John Mayer came to Berklee to talk with the music students there. One quote stood out to me:
“I can’t stress enough how important it is to write bad songs. There’s a lot of people who don’t want to finish songs because they don’t think they’re any good. Well they’re not good enough. Write it! I want you to write me the worst songs you could possible write me because you won’t write bad songs. You’re thinking they’re bad so you don’t have to finish it. That’s what I really think it is. Well it’s all right. Well, how do you know? It’s not done!”
The quote reminds me of the unfinished game projects written in GW-BASIC that littered the diskettes of my childhood. I would start to write a new game, driven by an unrealistic vision in my head. Then after I’d made the menu and a few lines of the main loop, the initial burst of excitement would subside. The reality of the hard work necessary to make any progress and the immaturity of my skill set were insurmountable.
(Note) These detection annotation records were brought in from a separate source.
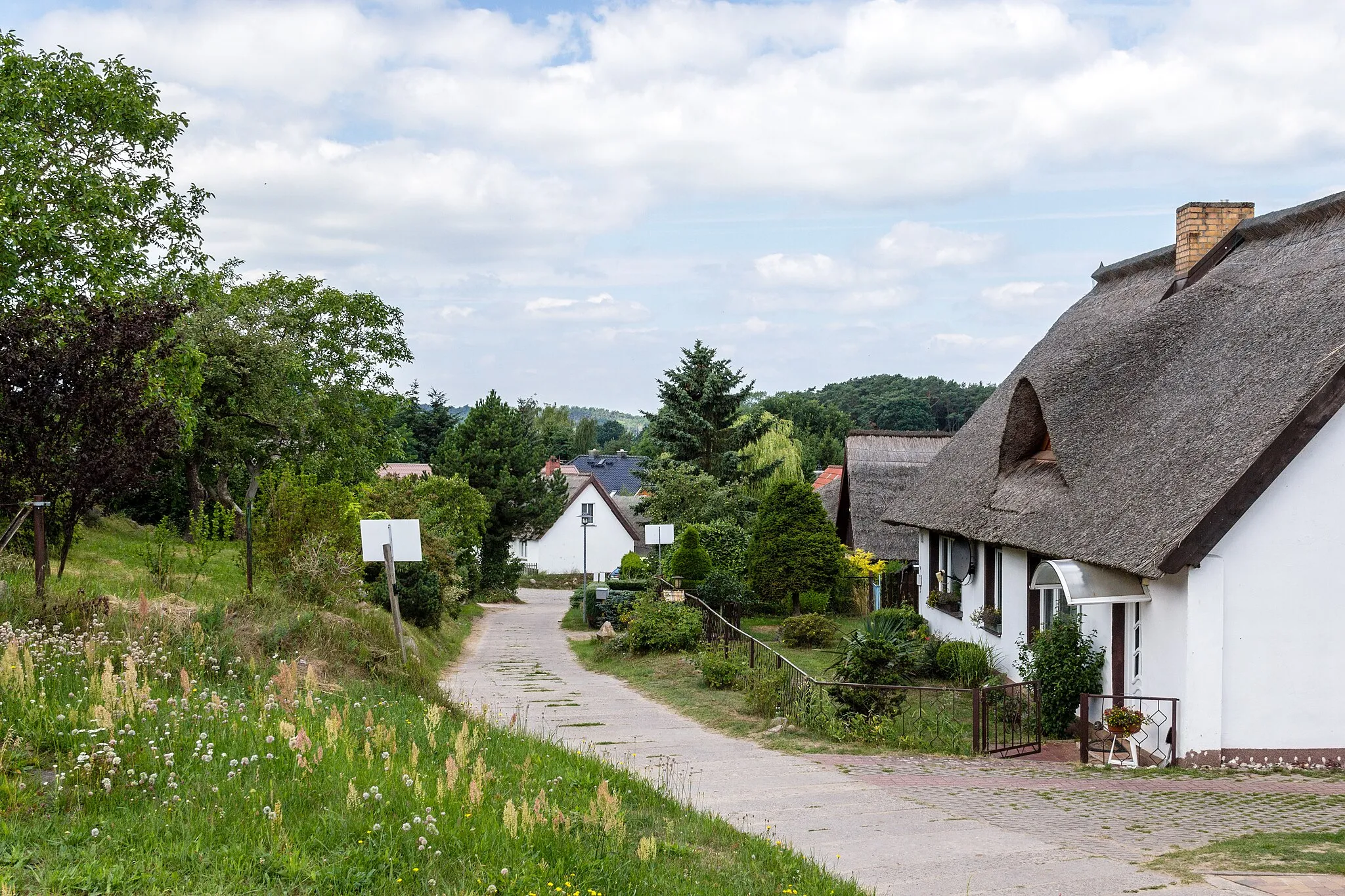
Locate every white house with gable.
[511,471,644,578]
[884,194,1345,767]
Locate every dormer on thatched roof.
[885,194,1345,576]
[820,430,952,561]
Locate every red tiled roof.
[812,463,845,489]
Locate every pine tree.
[431,389,565,591]
[646,340,764,482]
[748,481,843,615]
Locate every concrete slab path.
[444,589,1217,896]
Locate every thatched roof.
[885,194,1345,576]
[822,430,951,560]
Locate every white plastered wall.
[511,482,635,572]
[1205,402,1345,760]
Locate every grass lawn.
[1150,830,1345,877]
[570,638,891,754]
[0,521,861,896]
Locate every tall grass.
[0,521,860,896]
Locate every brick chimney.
[1177,203,1256,277]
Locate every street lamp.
[580,503,596,622]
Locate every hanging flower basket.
[1101,706,1149,738]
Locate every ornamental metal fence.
[669,586,1041,756]
[1078,693,1181,769]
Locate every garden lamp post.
[580,505,593,622]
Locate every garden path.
[444,589,1214,896]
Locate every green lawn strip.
[570,639,892,755]
[561,607,589,631]
[1150,830,1345,878]
[0,616,860,896]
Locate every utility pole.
[32,494,51,603]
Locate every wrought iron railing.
[1078,693,1181,767]
[667,586,1041,756]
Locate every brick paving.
[827,756,1345,864]
[445,591,1345,896]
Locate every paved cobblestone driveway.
[829,756,1345,861]
[444,591,1345,896]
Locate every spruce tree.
[431,389,566,591]
[748,480,845,615]
[644,340,762,482]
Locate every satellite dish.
[948,539,977,582]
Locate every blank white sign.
[359,520,421,563]
[644,523,672,544]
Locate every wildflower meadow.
[0,601,860,896]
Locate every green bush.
[695,568,748,608]
[799,591,831,612]
[935,641,997,688]
[695,520,752,579]
[621,551,648,579]
[393,563,444,629]
[669,525,713,584]
[1018,612,1104,738]
[738,664,788,719]
[695,645,747,691]
[627,597,703,653]
[869,607,929,634]
[780,612,837,647]
[831,616,923,716]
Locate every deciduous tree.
[431,389,566,591]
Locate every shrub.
[799,591,831,612]
[831,616,923,716]
[669,525,711,584]
[279,534,366,607]
[253,467,359,575]
[869,607,929,634]
[627,598,703,653]
[1018,612,1104,738]
[621,551,648,579]
[387,563,444,629]
[695,568,748,608]
[695,520,751,579]
[695,645,747,691]
[780,612,837,647]
[935,641,997,688]
[738,665,788,719]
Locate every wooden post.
[384,540,406,666]
[243,501,252,594]
[1078,693,1091,765]
[32,494,47,603]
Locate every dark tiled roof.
[884,194,1345,576]
[569,454,647,494]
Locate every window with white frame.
[1130,603,1143,681]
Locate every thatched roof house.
[819,430,952,563]
[887,194,1345,576]
[877,194,1345,765]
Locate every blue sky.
[11,0,1345,410]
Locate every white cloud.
[981,281,1077,310]
[875,221,1002,268]
[523,293,648,321]
[753,253,852,289]
[925,333,1028,352]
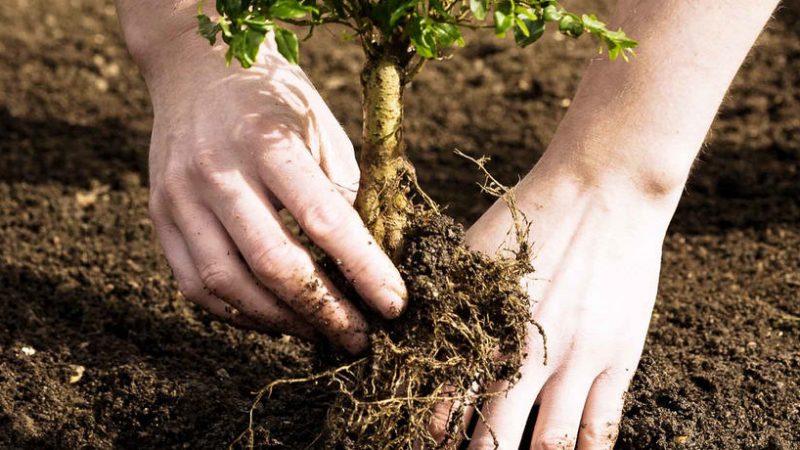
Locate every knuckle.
[250,241,295,283]
[533,431,575,450]
[580,420,618,450]
[176,276,205,303]
[298,202,347,238]
[200,263,233,293]
[161,177,186,205]
[190,151,228,184]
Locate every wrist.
[117,0,209,81]
[531,121,693,209]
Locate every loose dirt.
[0,0,800,449]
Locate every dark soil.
[0,0,800,449]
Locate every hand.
[433,164,673,450]
[124,17,406,352]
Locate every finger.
[192,174,367,353]
[294,70,360,204]
[261,136,407,318]
[578,371,630,450]
[148,210,274,331]
[164,195,315,338]
[469,364,548,450]
[531,368,593,450]
[319,111,361,205]
[432,383,480,448]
Rather than finish something terrible or try a smaller project, I’d accumulate these stillborn games. My embryonic ideas never got the chance to develop. And so my talents remained relatively stillborn themselves until I gained the self-discipline necessary to follow through.
In order to make something great, you usually have to make a lot of bad things first. And while everyone wants to make awesome things, few have the patience and persistence to slog through the necessity of first making the awful things.